CREATE TABLE
This article mainly introduces the syntax, clauses, parameters, and basic methods of creating tables using DDL statements.
Syntax
CREATE [PARTITION] TABLE [IF NOT EXISTS] tbl_name
(create_definition, ...)
[table_options]
[table_partition_definition]
create_definition:
col_name column_definition
| mysql_create_definition
| [UNIQUE] GLOBAL INDEX index_name [index_type] (index_sharding_col_name,...)
[global_secondary_index_option]
[index_option] ...
index_sharding_col_name:
col_name [(length)] [ASC | DESC]
index_option:
KEY_BLOCK_SIZE [=] value
| index_type
| WITH PARSER parser_name
| COMMENT 'string'
index_type:
USING {BTREE | HASH}
# Global Secondary Indexes (GSI) Related
global_secondary_index_option:
[COVERING (col_name,...)]
[partition_options]
# Partitioned Table Type Definition
table_partition_definition:
single
| broadcast
| partition_options
# Partition Strategy Definition
partition_options:
PARTITION BY
HASH({column_name | partition_func(column_name)})
| KEY(column_list)
| RANGE{({column_name | partition_func(column_name)})
| RANGE COLUMNS(column_list)}
| LIST{({column_name | partition_func(column_name)})

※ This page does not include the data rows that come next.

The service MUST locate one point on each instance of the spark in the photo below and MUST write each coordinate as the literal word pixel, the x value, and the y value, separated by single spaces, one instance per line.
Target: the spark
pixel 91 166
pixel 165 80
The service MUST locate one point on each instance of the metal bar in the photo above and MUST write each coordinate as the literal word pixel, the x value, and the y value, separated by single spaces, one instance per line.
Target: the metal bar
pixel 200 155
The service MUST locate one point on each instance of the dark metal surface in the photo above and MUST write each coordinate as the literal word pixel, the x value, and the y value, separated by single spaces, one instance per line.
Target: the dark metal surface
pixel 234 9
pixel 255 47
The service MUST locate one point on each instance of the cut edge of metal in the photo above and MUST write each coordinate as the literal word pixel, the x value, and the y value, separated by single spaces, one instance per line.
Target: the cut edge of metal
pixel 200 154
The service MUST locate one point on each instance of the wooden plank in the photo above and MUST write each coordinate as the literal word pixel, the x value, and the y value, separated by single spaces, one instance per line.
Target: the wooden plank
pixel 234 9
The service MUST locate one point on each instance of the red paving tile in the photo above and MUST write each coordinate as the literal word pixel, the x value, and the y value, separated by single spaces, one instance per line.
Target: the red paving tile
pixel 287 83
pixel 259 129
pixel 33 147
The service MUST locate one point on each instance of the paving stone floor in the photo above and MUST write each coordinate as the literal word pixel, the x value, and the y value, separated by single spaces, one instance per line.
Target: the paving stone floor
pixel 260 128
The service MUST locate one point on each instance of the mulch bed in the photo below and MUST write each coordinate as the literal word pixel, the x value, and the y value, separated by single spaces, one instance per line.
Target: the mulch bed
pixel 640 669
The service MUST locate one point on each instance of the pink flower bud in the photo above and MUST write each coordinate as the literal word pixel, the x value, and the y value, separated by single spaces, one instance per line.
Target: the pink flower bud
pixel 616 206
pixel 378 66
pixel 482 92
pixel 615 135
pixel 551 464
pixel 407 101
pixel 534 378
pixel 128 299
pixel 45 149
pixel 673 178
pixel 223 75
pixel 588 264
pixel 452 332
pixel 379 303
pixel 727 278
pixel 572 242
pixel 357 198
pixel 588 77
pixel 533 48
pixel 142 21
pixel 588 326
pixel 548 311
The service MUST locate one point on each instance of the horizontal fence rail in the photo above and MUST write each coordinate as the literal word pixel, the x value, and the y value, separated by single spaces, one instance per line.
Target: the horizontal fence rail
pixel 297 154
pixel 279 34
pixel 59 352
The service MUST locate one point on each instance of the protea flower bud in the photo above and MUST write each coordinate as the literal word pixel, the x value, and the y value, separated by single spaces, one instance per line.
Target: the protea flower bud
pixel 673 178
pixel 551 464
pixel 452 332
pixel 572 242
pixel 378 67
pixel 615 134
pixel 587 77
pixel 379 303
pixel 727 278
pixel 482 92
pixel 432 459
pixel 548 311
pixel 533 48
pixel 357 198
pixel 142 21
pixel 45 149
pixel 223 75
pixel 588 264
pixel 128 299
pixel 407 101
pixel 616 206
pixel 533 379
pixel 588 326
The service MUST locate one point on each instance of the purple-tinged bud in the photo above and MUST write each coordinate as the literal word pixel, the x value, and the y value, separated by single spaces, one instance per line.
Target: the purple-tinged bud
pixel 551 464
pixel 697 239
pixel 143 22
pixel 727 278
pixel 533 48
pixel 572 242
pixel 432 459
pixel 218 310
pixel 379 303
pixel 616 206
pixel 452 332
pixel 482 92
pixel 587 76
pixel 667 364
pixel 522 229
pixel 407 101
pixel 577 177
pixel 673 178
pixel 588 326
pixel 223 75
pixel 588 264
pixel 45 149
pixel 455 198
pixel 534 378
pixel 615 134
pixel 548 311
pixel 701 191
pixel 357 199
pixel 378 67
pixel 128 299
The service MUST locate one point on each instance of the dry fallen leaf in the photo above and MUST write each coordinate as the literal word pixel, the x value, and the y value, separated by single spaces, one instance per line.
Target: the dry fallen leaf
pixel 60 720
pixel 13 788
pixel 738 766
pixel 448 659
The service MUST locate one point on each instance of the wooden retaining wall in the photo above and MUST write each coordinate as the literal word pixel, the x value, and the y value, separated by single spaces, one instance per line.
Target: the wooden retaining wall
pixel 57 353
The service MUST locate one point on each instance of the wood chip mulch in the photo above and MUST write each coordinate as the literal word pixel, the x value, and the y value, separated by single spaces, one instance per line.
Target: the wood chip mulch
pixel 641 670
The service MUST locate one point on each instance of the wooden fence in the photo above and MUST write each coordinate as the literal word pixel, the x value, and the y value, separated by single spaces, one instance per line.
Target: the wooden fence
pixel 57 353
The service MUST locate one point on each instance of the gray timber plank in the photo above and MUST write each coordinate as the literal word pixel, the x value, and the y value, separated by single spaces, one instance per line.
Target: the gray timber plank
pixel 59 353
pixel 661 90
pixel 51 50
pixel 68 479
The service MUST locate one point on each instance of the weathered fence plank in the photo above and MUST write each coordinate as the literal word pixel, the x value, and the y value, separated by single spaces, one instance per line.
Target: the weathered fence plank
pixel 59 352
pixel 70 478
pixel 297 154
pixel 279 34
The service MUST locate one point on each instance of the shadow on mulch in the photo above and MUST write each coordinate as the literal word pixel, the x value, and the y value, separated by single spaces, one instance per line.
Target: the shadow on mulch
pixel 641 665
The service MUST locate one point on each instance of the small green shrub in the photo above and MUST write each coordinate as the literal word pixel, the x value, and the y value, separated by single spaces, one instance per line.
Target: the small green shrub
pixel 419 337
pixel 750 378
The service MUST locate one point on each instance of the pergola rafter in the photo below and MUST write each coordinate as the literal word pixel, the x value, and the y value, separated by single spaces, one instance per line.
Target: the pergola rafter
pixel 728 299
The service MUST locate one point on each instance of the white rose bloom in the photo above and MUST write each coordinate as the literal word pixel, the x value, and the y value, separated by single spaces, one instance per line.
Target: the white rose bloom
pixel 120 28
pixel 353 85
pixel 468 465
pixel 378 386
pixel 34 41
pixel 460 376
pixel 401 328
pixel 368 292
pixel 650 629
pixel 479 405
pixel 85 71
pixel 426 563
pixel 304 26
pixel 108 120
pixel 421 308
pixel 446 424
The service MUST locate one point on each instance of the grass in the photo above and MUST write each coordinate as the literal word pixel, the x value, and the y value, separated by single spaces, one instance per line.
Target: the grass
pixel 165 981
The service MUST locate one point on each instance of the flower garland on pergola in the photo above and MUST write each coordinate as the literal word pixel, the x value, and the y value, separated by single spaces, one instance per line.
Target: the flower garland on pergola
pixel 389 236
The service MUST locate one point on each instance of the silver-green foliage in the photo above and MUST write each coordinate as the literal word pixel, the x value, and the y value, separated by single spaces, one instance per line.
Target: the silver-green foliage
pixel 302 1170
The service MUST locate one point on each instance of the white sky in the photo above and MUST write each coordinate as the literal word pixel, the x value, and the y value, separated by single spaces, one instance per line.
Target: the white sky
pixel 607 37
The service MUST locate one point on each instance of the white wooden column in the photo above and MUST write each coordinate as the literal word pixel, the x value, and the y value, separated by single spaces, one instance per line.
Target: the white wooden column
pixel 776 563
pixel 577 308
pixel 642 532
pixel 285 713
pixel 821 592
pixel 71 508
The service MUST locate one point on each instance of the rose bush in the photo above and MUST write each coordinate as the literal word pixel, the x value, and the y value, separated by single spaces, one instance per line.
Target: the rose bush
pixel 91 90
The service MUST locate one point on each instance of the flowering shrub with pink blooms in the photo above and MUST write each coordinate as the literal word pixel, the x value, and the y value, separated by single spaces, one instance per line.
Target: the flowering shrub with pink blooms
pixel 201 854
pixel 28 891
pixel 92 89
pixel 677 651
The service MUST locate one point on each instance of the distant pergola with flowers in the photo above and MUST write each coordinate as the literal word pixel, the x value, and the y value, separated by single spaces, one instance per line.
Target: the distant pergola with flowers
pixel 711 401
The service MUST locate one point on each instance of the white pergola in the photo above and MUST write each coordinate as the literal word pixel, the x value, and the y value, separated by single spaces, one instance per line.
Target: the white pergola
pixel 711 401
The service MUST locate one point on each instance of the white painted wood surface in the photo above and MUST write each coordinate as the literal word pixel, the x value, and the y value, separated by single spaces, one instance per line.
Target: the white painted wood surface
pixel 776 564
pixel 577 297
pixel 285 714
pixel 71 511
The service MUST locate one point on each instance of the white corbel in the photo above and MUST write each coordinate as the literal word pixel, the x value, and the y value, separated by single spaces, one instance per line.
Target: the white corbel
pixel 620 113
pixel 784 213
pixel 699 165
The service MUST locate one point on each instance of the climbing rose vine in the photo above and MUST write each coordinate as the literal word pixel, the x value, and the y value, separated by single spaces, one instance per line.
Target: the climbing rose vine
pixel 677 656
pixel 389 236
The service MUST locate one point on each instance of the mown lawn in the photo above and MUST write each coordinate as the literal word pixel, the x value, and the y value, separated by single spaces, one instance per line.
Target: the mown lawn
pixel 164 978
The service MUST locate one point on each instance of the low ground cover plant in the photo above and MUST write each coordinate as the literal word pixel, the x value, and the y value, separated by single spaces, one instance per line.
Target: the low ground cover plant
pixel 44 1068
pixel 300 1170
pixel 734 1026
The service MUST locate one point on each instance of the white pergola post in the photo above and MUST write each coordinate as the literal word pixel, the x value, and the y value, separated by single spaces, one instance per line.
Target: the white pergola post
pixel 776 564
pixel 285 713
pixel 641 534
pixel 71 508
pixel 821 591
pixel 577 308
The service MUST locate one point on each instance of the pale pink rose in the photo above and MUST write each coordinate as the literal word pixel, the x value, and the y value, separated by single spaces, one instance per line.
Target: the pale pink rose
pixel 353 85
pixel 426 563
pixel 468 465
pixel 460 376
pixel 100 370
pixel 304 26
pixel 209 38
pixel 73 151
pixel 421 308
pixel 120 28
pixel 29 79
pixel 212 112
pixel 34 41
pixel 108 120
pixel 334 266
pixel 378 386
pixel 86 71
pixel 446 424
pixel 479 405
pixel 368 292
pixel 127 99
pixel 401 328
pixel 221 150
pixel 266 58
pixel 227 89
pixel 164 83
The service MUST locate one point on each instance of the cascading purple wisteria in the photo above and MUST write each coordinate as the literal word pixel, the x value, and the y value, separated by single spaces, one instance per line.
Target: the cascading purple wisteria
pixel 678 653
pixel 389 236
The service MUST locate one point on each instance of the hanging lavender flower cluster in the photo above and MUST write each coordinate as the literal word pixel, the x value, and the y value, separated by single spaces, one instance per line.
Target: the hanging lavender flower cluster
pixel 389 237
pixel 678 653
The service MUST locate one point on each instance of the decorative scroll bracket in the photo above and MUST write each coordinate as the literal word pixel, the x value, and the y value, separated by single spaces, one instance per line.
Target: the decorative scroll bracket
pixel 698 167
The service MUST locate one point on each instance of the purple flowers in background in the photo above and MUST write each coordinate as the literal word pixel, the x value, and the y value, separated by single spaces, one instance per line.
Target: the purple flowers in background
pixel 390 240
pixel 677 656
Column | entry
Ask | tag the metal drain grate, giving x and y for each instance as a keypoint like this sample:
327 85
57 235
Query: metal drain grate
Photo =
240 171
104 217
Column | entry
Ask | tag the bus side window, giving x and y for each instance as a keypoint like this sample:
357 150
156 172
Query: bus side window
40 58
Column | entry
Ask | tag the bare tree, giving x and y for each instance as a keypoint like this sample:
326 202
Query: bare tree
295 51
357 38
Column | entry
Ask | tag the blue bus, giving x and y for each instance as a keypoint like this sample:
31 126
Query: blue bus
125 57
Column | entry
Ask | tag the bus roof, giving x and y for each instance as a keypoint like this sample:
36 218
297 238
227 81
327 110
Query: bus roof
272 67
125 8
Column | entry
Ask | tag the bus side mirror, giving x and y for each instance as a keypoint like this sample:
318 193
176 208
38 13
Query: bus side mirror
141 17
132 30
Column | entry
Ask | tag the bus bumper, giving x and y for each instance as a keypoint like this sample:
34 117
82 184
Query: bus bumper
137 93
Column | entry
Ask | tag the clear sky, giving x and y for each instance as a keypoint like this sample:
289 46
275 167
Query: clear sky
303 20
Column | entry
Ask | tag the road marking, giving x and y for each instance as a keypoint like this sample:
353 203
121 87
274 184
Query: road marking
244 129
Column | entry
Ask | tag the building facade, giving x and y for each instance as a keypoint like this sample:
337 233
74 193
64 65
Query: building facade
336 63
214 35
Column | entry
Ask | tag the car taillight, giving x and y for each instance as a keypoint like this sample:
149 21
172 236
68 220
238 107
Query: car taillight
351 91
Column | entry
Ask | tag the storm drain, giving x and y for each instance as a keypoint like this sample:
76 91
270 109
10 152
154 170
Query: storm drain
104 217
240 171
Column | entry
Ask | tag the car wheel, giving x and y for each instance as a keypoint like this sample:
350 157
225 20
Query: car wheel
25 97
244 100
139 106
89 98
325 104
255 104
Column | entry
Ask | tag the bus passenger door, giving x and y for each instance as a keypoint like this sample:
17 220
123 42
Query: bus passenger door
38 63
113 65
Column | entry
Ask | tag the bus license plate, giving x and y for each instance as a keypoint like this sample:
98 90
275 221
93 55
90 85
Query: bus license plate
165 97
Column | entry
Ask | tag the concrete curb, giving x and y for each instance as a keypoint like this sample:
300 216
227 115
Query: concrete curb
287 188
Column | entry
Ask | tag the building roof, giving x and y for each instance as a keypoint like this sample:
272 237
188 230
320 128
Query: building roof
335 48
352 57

| LIST COLUMNS(column_list)} }
partition_list_spec
# Partition Function Definition
partition_func:
YEAR
| TO_DAYS
| TO_SECOND
| UNIX_TIMESTAMP
| MONTH
# Partition List Definition
partition_list_spec:
hash_partition_list
| range_partition_list
| list_partition_list
# Partitioned Table Column Definition Of Hash / Key Type
hash_partition_list:
PARTITIONS partition_count
# Partitioned Table Column Definition Of Range / Range Columns Type
range_partition_list:
range_partition [, range_partition ...]
range_partition:
PARTITION partition_name VALUES LESS THAN {(expr | value_list)} [partition_spec_options]
# Partitioned Table Column Definition Of List / List Columns Type
list_partition_list:
list_partition [, list_partition ...]
list_partition:
PARTITION partition_name VALUES IN (value_list) [partition_spec_options]
partition_spec_options:
[[STORAGE] ENGINE [=] engine_name]
[COMMENT [=] 'string']
[{CHARSET | CHARACTER SET} [=] charset]
[COLLATE [=] collation]
[TABLEGROUP [=] table_group_id]
[LOCALITY [=] locality_option]
locality_option:
'dn=storage_inst_id_list'
storage_inst_id_list:
storage_inst_id[,storage_inst_id_list]
Note The DDL syntax of PolarDB-X is based on MySQL syntax. The above mainly lists the differences. For detailed syntax, please refer toMySQL Document 。
Default Automatic Partitioning
In PolarDB-X, when creating a table without specifying a partition key, the system will default to using the primary key (or an implicit primary key if none is specified) and apply the KEY partitioning strategy. The default number of partitions created is 64.
Users can also explicitly instruct PolarDB-X to choose the primary key for automatic partitioning by using the CREATE PARTITION TABLE syntax keyword during table creation. An example is as follows:
CREATE PARTITION TABLE auto_part_tbl( id bigint not null auto_increment, bid int, name varchar(30), primary key(id) );
Single Table And Broadcast Table
In PolarDB-X, when creating a table, you can specify the keyword SINGLE to create a single table that is not partitioned. Here is an example of how to create such a table:
CREATE TABLE single_tbl(
id bigint not null auto_increment,
bid int,
name varchar(30),
primary key(id)
) SINGLE;
In PolarDB-X, when creating a table, you can specify the keyword BROADCAST to create a broadcast table, which means that the table will have an identical copy of its data on all Data Nodes (DN) in the cluster. Here is an example of how to create a broadcast table:
CREATE TABLE broadcast_tbl(
id bigint not null auto_increment,
bid int,
name varchar(30),
primary key(id)
) BROADCAST;
Partitioned Table
In PolarDB-X, when creating a table, you can create a partitioned table that suits business requirements by specifying the semantics of the partition clause. Overall, PolarDB-X supports three types of partitioning strategies:
Hash Partitioning Strategy :Based on the values of user-specified partition columns or partition function expressions, the hash partitioning strategy uses a built-in consistent hashing algorithm to calculate hash values and perform partition routing. Depending on whether it supports the use of partition function expressions or multiple partition columns as the partition key, the hash partitioning strategy can be further subdivided into two types: Hash Partitioning and Key Partitioning.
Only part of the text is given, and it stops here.